"Oh dear! And I shall be sixteen on Wednesday!"
"Is it your birthday next Wednesday?"
"Yes, but it won't be much fun. We're not allowed to do anything particular, worse luck."
It was one of the Brackenfield rules that no notice must be taken of birthdays. Girls might receive presents from home, but they were not to claim any special privileges or exemptions, to ask for exeats, or to bring cakes into the dining-hall. In a school of more than two hundred pupils it would have been difficult continually to make allowances first to one girl and then to another, and though in a sense all recognized the necessity of the rule, those whose birthdays fell during term-time bemoaned their hard fate.

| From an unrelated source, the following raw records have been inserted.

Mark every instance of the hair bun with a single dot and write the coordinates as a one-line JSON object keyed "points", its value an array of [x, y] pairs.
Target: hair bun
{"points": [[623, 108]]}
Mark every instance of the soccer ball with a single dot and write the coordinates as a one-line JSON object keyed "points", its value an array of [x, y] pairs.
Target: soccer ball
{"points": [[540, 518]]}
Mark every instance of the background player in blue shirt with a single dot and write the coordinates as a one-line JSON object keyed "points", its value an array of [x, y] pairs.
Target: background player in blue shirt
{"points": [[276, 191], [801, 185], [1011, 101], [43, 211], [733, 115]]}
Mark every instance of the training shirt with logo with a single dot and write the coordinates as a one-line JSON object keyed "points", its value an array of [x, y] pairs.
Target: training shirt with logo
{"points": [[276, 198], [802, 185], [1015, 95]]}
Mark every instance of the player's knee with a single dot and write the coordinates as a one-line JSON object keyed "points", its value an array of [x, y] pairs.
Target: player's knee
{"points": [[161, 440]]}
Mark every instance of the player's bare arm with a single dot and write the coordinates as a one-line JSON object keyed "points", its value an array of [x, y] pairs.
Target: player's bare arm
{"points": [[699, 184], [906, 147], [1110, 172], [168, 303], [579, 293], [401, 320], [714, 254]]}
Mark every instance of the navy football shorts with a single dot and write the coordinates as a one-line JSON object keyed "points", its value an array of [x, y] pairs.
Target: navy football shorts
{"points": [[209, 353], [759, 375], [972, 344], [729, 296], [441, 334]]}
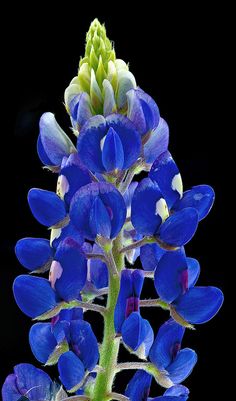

It struck Marjorie as a very cheerless proceeding. She found an opportunity, when Irene was out of the way, to talk to her room-mates on the subject.
"Look here," she began. "It's Renie's birthday on Wednesday. I do think it's the limit that we're not supposed to take any notice of it. I vote we get up a little blow-out on our own for her. Let's have a beano after we're in bed."
"What a blossomy idea! Good for you, Marjorie! I'm your man if there's any fun on foot," agreed Betty enthusiastically.
"It'll be lovely; but how are we going to manage the catering department?" enquired Sylvia.
"Some of the Juniors will be going on parade to Whitecliffe on Wednesday. I'll ask Dona to ask them to get a few things for us. We must have a cake, and some candles, and some cocoa, and some condensed milk, and anything else they can smuggle. Are you game?"
"Rather! If you'll undertake to be general of the commissariat department."